I am thinking about changing the name of my blog from "The Backup Blog" to "The Avamar Blog".
OK, not really, but given the enormous interest I have had in Avamar (based on email responses and questions) I am going to keep posting on it for the next short while. I may mix it up and include some other stuff, but based on feedback there are at least 4 things I want to get to in the area of Avamar over the next couple weeks:
- Miscellaneous Avamar stuff not covered in previous posts
- Instantaneous VMware backup with Avamar
- Deduplication calculator that is Avamar aware
- Key differences between Avamar and PureDisk
First off, Avamar miscellany, bits, and trivia.
Really, just a couple of points here. (The only trivia I have is: what professional motorcycle team did a senior Avamar technical marketing resource race for in Europe? If somebody can answer that, we will have to find a prize for you, because the answer is pretty obscure!)
So, on a more serious note: scalability is a criticism that is often raised regarding Avamar.
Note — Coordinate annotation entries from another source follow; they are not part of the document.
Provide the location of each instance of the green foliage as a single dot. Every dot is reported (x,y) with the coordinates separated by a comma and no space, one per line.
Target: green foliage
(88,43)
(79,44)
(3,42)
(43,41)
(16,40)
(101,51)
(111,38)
Frankly, since nobody seems willing to say anything more specific than "scalability is an issue" I have trouble figuring out what the critics are talking about. But, to be fair, I can think of one boundary on Avamar performance: everything is over IP. So when you have a backup client that needs to transmit data to the server, that is always over IP. There is no such thing as a FC connection to Avamar, and no such thing as a media server, storage node, dedicated storage node, SAN media server, or any other such contrivance found in other backup applications. So if you need more throughput than a single 1 Gb Ethernet connection can provide then you need to either add additional Ethernet adapters, or employ proxy backup servers.
Which leads to the second and last point: performance. Performance on backup will be limited be available IP performance out of the client (the server will likely have many Gb ports). Performance on restore will likewise likely be limited by available bandwidth coming into the client being restored. On the server side, many nodes can and will contribute to a restore request, so it is almost inevitably the client's available bandwidth that will bottleneck a restore.
So, on that basis, we can conclude that the bottlenecks and scalability issues faced by Avamar are really very similar to those that other backup applications experience. The client is usually the first or final bottleneck on backup and restore respectively. Getting data to the server is usually the biggest challenge!
I assume you can trunk multiple GigE interfaces together on the underlying Avamar OS. since it has a linux kernel core and drivers it should be possible. This is how we operate today with networker servers. It makes it simple from the client configuration side in that you don't have to decide to send data to storage-node-eth1 or storage-node-eth2 to manually distribute load. you just send it all to the same trunked interface.
And I agree, these "problems" are germaine to growing any backup solution.
Some of the buzzing I have heard about Avamar scalability relate to the size of the backend storage for a single avamar instance as well as for the object index. The index issue (database with number of objects stored)is yet another problem that is typical to scaling any individual backup server instance. It may also be a bit of a red herring. At a certain point, managing a single gigantic single backup server is unwieldy from a human perspective even if the software can technically "scale" to that level.
Posted by: Scott Harney | June 03, 2008 at 02:33 PM
Well, it is more a matter of automatically load balancing across multiple GigE adapters. (It is a nifty bit of software engineering that relies on the hash index of a segment to determine which node it gets transmitted to.) Which means that a 10 node Avamar cluster has an effective bandwidth of 10 Gb. The good news here is that this is all "automagic" no special client or server configuration required--so same net effect as you describe.
As far as the scaling of the index, we can store somewhere between 1 and 10 PB of data per Avamar cluster (as with a lot of things in deduplication land, it depends on data and retention policy). But I would point out that is scalability at least as good as anybody else is claiming for their deduplication appliances. It is fair to say that scaling is no more an issue for Avamar than it is for any other deduplication solution. Or backup application.
Posted by: Scott | June 03, 2008 at 04:23 PM
Hi, I am very new to Avamar. and having a difficulty to understand how do i migrate backups that have taken by my client on TSM server. We are changing it to Avamar. any thing you can help.
Posted by: abhishek | August 10, 2011 at 07:04 AM